I’ll make a confession: As I began reading Symptoms of Being Human, I didn’t think I’d learn a lot from the book. After all, it’s about a gender fluid teen — but my sister, many of my friends, and I all identify as LGBTQ+, and I’ve done a good amount of reading and thinking about gender identity. But my assumption was very wrong. Not only did this book draw me in with an engaging story and characters, it also highlighted for me just how deep my assumptions about gender identity and expression run.
Symptoms of Being Human follows the story of Riley, a high schooler who starts an anonymous blog about the experience of being gender fluid — which, in Riley’s case, means sometimes feeling more like a girl, sometimes more like a boy, and sometimes neither. Riley is not out at home or at school, but when the blog goes viral, a malicious classmate discovers who is behind it and begins threatening Riley. Riley must navigate the situation at school while simultaneously finding friends, a girlfriend, and a place in the LGBTQ+ community.

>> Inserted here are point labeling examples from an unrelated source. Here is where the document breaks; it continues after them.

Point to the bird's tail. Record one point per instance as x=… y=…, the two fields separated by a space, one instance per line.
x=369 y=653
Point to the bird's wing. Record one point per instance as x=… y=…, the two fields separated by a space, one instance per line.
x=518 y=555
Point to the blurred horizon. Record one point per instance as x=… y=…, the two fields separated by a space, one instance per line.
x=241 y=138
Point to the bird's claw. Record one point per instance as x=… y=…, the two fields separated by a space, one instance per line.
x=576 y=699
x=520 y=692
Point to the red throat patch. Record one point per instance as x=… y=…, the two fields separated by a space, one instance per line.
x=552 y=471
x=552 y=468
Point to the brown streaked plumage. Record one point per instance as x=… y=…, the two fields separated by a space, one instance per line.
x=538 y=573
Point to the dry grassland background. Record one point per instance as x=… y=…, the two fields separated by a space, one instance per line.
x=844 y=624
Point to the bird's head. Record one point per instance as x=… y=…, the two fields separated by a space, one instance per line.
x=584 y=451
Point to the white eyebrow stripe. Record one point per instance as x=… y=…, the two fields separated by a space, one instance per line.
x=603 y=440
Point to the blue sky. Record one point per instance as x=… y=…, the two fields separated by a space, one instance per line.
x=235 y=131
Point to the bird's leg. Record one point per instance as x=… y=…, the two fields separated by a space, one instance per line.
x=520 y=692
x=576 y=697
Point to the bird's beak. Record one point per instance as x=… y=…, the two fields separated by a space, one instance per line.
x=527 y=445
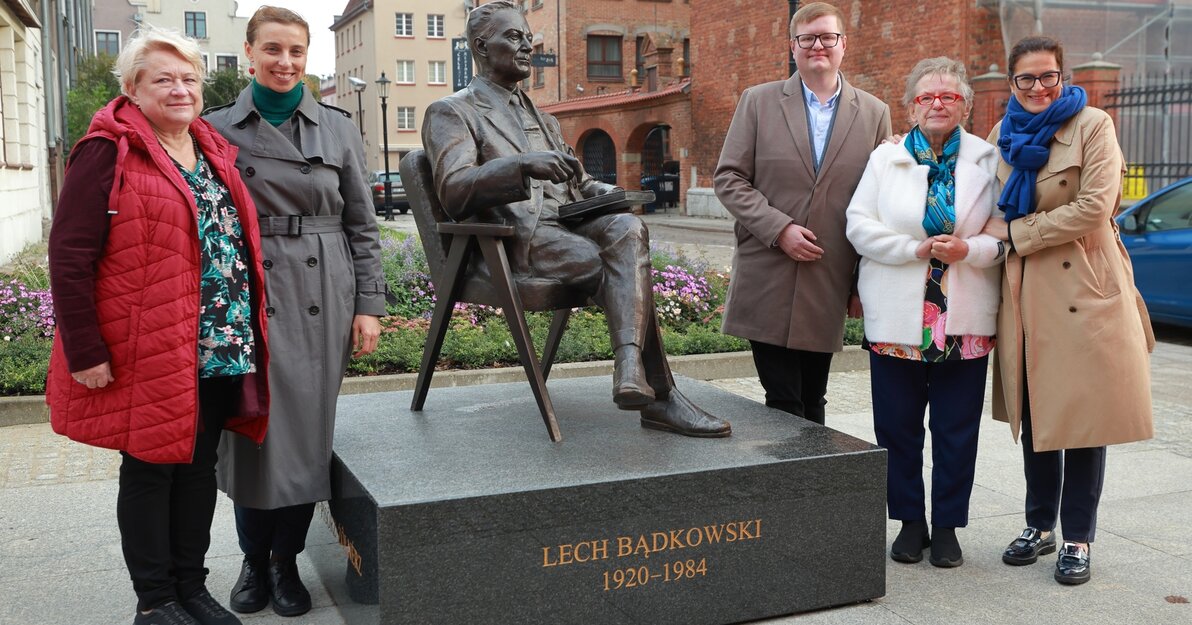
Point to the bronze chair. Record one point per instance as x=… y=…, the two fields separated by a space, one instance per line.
x=449 y=248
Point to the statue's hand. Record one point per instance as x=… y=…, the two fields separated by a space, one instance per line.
x=553 y=166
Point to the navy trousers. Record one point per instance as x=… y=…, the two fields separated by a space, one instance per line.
x=955 y=390
x=1065 y=483
x=280 y=532
x=795 y=381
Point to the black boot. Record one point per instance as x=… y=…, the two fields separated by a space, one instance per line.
x=290 y=596
x=252 y=591
x=910 y=543
x=945 y=549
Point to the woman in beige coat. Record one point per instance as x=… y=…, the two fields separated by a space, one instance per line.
x=1072 y=371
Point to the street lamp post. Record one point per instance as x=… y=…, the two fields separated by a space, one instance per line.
x=359 y=85
x=383 y=91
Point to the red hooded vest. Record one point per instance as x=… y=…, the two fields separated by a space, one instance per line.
x=147 y=299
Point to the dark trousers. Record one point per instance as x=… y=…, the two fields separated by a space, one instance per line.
x=165 y=511
x=1065 y=483
x=794 y=381
x=955 y=390
x=280 y=532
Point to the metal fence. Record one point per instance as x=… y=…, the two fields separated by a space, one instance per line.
x=1154 y=116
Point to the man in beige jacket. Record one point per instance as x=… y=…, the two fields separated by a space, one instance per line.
x=793 y=156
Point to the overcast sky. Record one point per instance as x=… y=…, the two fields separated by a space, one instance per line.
x=320 y=14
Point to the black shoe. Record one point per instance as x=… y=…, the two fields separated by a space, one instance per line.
x=290 y=598
x=911 y=540
x=1073 y=567
x=208 y=611
x=1028 y=548
x=680 y=415
x=169 y=614
x=252 y=589
x=945 y=550
x=631 y=391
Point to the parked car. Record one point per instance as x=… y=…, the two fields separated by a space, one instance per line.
x=397 y=191
x=1158 y=233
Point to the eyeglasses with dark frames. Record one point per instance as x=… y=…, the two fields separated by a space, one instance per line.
x=1047 y=79
x=947 y=99
x=827 y=39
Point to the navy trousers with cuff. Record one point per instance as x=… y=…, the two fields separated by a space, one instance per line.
x=902 y=390
x=1062 y=484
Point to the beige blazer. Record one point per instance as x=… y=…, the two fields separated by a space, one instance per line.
x=767 y=179
x=1068 y=302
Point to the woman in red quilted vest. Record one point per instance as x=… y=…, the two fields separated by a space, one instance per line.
x=157 y=291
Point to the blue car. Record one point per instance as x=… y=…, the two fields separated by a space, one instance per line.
x=1158 y=233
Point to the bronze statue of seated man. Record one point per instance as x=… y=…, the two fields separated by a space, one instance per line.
x=497 y=159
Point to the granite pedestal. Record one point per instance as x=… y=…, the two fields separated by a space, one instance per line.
x=465 y=513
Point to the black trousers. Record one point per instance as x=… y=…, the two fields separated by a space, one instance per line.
x=165 y=511
x=1063 y=483
x=955 y=390
x=795 y=381
x=280 y=532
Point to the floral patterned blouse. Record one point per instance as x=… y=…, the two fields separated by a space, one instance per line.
x=225 y=326
x=936 y=346
x=939 y=217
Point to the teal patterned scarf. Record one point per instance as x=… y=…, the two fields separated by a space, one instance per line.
x=939 y=216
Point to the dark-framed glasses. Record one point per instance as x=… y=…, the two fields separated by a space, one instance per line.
x=827 y=39
x=947 y=99
x=1047 y=79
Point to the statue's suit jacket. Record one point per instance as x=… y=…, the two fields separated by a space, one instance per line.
x=767 y=179
x=473 y=138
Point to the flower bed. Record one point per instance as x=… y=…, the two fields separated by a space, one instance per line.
x=688 y=295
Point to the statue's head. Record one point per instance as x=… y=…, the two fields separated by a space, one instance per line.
x=500 y=39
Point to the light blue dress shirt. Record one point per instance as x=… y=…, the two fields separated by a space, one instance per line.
x=819 y=118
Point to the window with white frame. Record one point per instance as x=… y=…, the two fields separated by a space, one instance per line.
x=404 y=74
x=405 y=118
x=435 y=26
x=403 y=25
x=107 y=42
x=197 y=24
x=438 y=73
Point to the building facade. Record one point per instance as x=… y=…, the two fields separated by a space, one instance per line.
x=410 y=42
x=115 y=22
x=24 y=184
x=213 y=23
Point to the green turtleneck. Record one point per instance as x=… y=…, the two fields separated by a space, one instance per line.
x=275 y=107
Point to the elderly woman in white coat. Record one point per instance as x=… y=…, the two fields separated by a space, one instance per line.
x=929 y=284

Although the plot itself is predictable sometimes, that was much less important to me than the remarkably pointed way in which Garvin challenges readers’ preconceptions. That point was driven home when Riley attends a gender and sexuality support group, and assumes that a transgender man is a woman based on his appearance. Riley says, “This is the second time in as many weeks that I’ve misjudged someone else’s gender identity. I feel a pang of shame; like everyone else, my instinct is to put people in a category” (154). In that moment, I realized that I was doing exactly the same thing: mentally assigning a male/female identity to Riley, trying to categorize every action and thought as “masculine” or “feminine” — even though Riley’s gender fluidity is made clear from page 1. Symptoms of Being Human is filled with striking examples of this kind of judgement and its effects on Riley and other characters. This does mean that Garvin addresses bullying, suicide, sexual assault, and other difficult topics. However, the representation of these issues in the books does not feel gratuitous; rather, it gives readers an important opportunity to learn about both themselves and the concrete issues that Garvin tackles.
Finally, one of the main ideas of the book is that Riley has many identities and traits beyond gender fluidity, including an interest in music and a talent for writing. Indeed, Garvin uses Symptoms of Being Human to emphasize the similarities shared even by outwardly different people. This makes the story an engaging choice for anyone regardless of gender identity, and especially for teens who are trying to find community and identity. Also, it reinforces the importance of acceptance, respect, and trying to understand people with identities other than our own — a message that feels extraordinarily significant in today’s world.
By: Anja Hendrikse Liu
Garvin, Jeff. Symptoms of Being Human. New York: Balzer + Bray, 2016. Print.